Heparin dodecasaccharide containing two antithrombin-binding pentasaccharides: structural features and biological properties

Abstract

The antithrombin (AT) binding properties of heparin and low molecular weight heparins are strongly associated to the presence of the pentasaccharide sequence AGA*IA (A(NAc,6S)-GlcUA-A(NS,3,6S)-I(2S)-A(NS,6S)). By using the highly chemoselective depolymerization to prepare new ultra low molecular weight heparin and coupling it with the original separation techniques, it was possible to isolate a polysaccharide with a biosynthetically unexpected structure and excellent antithrombotic properties. It consisted of a dodecasaccharide containing an unsaturated uronate unit at the nonreducing end and two contiguous AT-binding sequences separated by a nonsulfated iduronate residue. This novel oligosaccharide was characterized by NMR spectroscopy, and its binding with AT was determined by fluorescence titration, NMR, and LC-MS. The dodecasaccharide displayed a significantly increased anti-FXa activity compared with those of the pentasaccharide, fondaparinux, and low molecular weight heparin enoxaparin.

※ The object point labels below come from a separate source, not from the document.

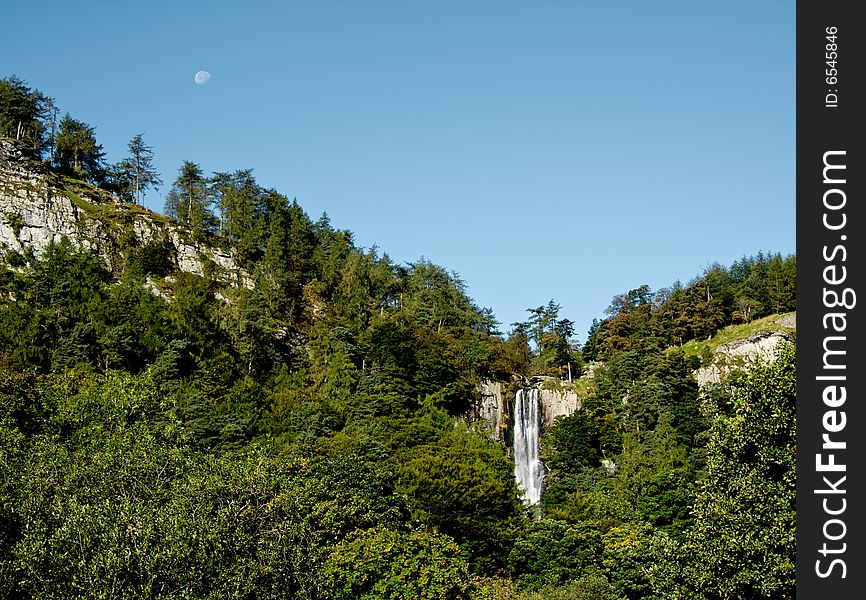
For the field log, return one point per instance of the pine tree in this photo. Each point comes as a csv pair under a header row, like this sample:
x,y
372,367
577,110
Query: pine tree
x,y
78,151
189,200
137,169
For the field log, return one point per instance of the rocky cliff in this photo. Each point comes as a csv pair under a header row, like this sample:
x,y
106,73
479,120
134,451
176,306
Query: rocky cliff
x,y
38,207
742,353
493,407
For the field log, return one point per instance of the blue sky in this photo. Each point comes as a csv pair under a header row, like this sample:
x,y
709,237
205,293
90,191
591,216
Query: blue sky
x,y
548,149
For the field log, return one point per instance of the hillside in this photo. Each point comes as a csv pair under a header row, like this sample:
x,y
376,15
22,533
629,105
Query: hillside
x,y
240,402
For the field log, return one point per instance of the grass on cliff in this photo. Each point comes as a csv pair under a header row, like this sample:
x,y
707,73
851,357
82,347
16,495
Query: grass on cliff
x,y
732,333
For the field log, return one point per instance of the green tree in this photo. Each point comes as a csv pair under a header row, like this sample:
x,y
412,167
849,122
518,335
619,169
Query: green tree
x,y
743,541
137,169
189,200
242,211
78,151
380,563
24,113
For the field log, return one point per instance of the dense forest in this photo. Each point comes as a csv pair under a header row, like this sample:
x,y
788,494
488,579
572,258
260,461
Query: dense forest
x,y
302,437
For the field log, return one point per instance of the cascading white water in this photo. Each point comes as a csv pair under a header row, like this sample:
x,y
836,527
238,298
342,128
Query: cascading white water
x,y
528,469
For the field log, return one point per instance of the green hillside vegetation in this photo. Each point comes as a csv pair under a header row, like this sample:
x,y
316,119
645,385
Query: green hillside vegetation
x,y
733,333
302,438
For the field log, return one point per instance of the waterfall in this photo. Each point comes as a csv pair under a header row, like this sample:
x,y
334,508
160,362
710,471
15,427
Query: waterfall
x,y
528,469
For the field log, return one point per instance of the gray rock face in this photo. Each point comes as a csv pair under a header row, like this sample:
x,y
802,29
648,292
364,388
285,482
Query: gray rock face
x,y
557,403
36,210
489,411
742,353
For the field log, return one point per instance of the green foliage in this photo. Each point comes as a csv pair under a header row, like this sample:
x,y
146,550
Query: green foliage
x,y
189,201
552,552
301,439
739,547
132,176
78,152
25,113
379,563
464,487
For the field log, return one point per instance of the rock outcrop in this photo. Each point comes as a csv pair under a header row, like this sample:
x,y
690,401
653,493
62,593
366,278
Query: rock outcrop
x,y
740,354
489,411
492,409
38,207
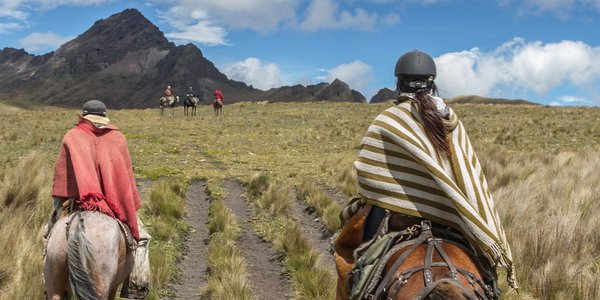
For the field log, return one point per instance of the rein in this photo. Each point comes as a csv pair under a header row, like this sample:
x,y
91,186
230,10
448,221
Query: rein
x,y
392,282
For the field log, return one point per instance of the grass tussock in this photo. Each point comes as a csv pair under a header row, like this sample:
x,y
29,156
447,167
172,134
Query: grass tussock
x,y
325,207
309,281
165,209
227,277
341,174
548,208
273,198
163,217
25,206
302,263
539,161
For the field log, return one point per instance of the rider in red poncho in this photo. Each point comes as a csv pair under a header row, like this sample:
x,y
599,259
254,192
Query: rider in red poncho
x,y
93,172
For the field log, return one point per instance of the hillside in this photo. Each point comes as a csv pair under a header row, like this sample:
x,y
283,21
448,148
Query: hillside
x,y
127,62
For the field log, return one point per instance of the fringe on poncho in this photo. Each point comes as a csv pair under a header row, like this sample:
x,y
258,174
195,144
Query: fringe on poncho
x,y
399,169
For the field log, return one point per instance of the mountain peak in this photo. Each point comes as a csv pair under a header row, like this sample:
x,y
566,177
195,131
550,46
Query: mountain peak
x,y
126,31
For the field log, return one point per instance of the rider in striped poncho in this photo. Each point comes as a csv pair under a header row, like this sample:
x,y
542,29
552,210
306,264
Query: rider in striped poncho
x,y
416,161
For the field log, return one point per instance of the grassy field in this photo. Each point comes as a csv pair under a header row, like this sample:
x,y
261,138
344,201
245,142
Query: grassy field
x,y
541,163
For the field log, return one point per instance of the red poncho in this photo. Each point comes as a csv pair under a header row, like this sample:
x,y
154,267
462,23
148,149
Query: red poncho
x,y
94,167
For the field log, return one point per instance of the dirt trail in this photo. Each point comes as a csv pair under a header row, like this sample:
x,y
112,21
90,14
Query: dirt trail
x,y
334,195
193,265
263,266
314,231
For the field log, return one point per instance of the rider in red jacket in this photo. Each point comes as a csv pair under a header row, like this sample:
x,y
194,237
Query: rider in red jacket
x,y
219,96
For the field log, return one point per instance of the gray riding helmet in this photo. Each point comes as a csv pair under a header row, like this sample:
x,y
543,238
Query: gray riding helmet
x,y
94,107
415,66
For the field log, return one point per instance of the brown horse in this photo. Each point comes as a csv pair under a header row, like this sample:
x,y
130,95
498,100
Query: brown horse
x,y
166,102
218,106
190,101
433,267
87,253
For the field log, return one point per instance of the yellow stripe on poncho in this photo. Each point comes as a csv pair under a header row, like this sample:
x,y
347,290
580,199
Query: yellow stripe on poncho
x,y
400,170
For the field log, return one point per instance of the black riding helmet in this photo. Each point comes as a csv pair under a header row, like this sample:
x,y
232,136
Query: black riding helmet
x,y
94,107
415,71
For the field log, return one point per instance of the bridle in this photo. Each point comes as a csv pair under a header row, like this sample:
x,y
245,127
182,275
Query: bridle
x,y
392,283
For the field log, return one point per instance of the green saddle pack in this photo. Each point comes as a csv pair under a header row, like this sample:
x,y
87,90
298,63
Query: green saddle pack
x,y
362,271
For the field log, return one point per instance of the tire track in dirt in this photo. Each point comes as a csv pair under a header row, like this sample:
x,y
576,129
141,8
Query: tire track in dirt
x,y
334,195
144,185
193,265
263,266
314,231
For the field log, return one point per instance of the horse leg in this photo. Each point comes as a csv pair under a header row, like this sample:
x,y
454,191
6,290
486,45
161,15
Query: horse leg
x,y
56,274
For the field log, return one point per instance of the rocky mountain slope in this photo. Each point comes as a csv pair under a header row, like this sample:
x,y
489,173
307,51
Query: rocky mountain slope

Keywords: 3-O-Sulfation; Antithrombin; Glycosaminoglycan; Heparin; Mass Spectrometry (MS); NMR.

FIGURE 1.

Structure of the dodecasaccharide is shown (b). Octasaccharides having structures similar to the reducing (a) and nonreducing (c) sequences of dodecasaccharide are shown (15). ΔU, 4,5-unsaturated uronic acid.

FIGURE 2.

Chromatogram at 232 nm of the whole dodecasaccharide fraction. Arrow indicates the peak of the dodecasaccharide with the double AT-binding site. mAU, absorbance unit from UV-visible spectroscopy.

FIGURE 3.

Chromatogram of the depolymerization by heparinase I of the reduced dodecasaccharide detected at 232 nm (black) and 202–240 nm (red). Fragments: 1, ΔU_2S-A_NS,6S; 2, ΔU-A_NAc,6S-GlcUA-A_NS,3S,6S; 3, ΔU_2S-A_NS,6S-I-A_NAc,6S-GlcUA-A_NS,3S,6S; 4, ΔU_2S-A_NS,6S-I-A_NAc,6S-GlcUA-A_NS,3S,6S-I_2S-A_NS,6S-ol; 5 is the reduced starting molecule as follows: ΔU-A_NAc,6S-GlcUA-A_NS,3S,6S-IdoUA_2S-A_NS,6S-IdoUA-A_NAc,6S-GlcUA-A_NS,3S,6S-IdoUA_2S-A_NS,6S-ol. mAU, absorbance unit from UV-visible spectroscopy.

FIGURE 4.

Superimposition of 900 MHz TOCSY (black) and NOESY (red) spectra of the dodecasaccharide. H1 I_2S¹ − H4 A_NS¹ and H1 I_2S² − H4 A_{NS, red} inter-glycosidic NOEs are magnified in the top right side of the figure.

FIGURE 5.

Anomeric region of the 900 MHz proton spectrum of the dodecasaccharide in the absence (a) and presence of AT (b). Shifts induced by protein of A*¹, A*², and I5_2S¹ are shown.

FIGURE 6.

800 MHz ¹H NMR spectrum (a) and STD spectrum (b) of dodecasaccharide-AT complex.

FIGURE 7.

Structures of 1:1 dodecasaccharide-AT assemblies. Dodecasaccharide interacting with nonreducing AGA*IA¹ (a) and with the reducing AGA*IA² (b).

FIGURE 8.

Evaluation of AT-AGA*IA interaction (1:1 molar ratio solution). A, LC SEC/UV profile at 280 nm (magenta line) and LC SEC/ESI-TOF MS profile (brown line). B, ESI-TOF spectrum (positive mode and normal conditions) corresponding to the AT-AGA*IA complex (RT range: 99.0–100.4 min; calculated M_r ∼59,383). C, ESI-TOF spectrum (negative mode and denaturing conditions) of AGA*IA (RT range: 97.7–101.1 min; calculated M_r ∼1507). mAU, absorbance unit from UV-visible spectroscopy.

FIGURE 9.

Evaluation of AT-dodecasaccharide interaction (1:1 molar ratio). A, LC SEC/UV profile at 280 nm (blue line) and LC SEC/ESI-TOF MS profile (red line). B, ESI-TOF spectrum (positive mode and normal conditions) corresponding to the AT-dodecasaccharide complex (RT range: 91.3–95.0 min; calculated M_r ∼61,118). C, ESI-TOF spectrum (negative mode and denaturing conditions) of dodecasaccharide (RT range: 91.6–94.8 min; calculated M_r ∼3300). mAU, absorbance unit from UV-visible spectroscopy.